Sono interpretazioni che nascono in un’atmosfera irreale,
rigorosamente in un bianco e nero dai toni sfumati, per ritrarre una forma
carica di “sentimento”; sono monumenti collocati in una pregnante dimensione
metafisica.
L’artista romana d’adozione, graphic designer e pittrice,
oggi si dedica alla fotografia come nuovo linguaggio espressivo. Colpisce la
cifra intellettuale che sta alla base del processo creativo di questa raffinata
interprete, ed empaticamente ci si sente trascinati e si entra a far parte
dell’atmosfera in cui le opere vivono.
Il
Villino Ruggeri, impareggiabile esempio di stile Liberty, sembra
nascere come Venere da un letto di vegetazione dalle piccole foglie:
scompare
il tetto, il cancello della villa, la luce avvolge il cuore della preziosa
facciata, tutt’intorno è nulla e quiete.
Il
Palazzo Ducale, col suo quattrocentesco frontale, ritratto in
doppia versione con luce diversa, si staglia rigoroso sullo sfondo di un cielo
che pare fumo e cenere. Del selciato si possono contare i dettagli, i
sanpietrini in porfido, essendo eliminato ogni elemento che non sia puro:
nessuna presenza umana, nessun segno di vita. Tutto è immobile. Nemmeno la
bandiera, nella prima delle due foto, rimanda all’idea del movimento. La vita è
dentro quel silenzio che avvolge, nell’attesa che tutto improvvisamente si
muova per incantesimo, come i giocattoli nella favola del soldatino di stagno.
La
Pescheria,
l’antico mercato
con l’ex Chiesa del
Suffragio, sembra il progetto di una città pensata per Marte. Ma si
ritrovano le possenti colonne e le due vasche-abbeveratoio del remoto tempio
commerciale. E ancora, le due interpretazioni del
Teatro Rossini,
inaugurato nel 1637, poi
riedificato e inaugurato da
Gioacchino Rossini nel 1818.
Nella prima opera, la luce illumina la parte
più alta della facciata del
teatro, la fontana zampilla, i piccioni sono sul cornicione.
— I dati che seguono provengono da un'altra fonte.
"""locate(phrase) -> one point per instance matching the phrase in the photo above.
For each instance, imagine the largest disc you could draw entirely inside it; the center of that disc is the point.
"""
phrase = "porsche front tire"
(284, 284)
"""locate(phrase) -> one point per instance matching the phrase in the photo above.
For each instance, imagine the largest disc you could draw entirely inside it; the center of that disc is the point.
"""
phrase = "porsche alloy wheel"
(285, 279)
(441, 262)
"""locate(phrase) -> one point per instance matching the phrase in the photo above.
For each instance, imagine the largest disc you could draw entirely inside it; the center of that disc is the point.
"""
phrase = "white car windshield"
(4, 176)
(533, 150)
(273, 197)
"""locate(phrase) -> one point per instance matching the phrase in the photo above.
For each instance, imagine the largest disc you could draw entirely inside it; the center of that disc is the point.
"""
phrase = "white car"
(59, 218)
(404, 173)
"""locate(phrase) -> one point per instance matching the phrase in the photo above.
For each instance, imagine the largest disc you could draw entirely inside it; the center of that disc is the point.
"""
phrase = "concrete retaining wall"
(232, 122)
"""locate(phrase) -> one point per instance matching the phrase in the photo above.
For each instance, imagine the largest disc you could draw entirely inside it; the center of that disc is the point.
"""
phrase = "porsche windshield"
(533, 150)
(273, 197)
Ma nuovamente
l’atmosfera è irreale, onirica, metaforicamente sospesa. Nella seconda
fotografia, tutto sembra ancora irreale ma le finestre sono illuminate e fanno
pensare, seppur erroneamente, alla “
casa romita” dei versi pascoliani.
La
Sfera Grande di
Arnaldo Pomodoro, infine, l’opera con cui si identifica la città di
Pesaro dal 2000, appare sospesa sull’acqua, dove si riflette. Un’acqua scura
che sembra cielo, e l’atmosfera rimanda a quell’universo dove esistono altri
mondi generati da quell’unico grande globo ferito.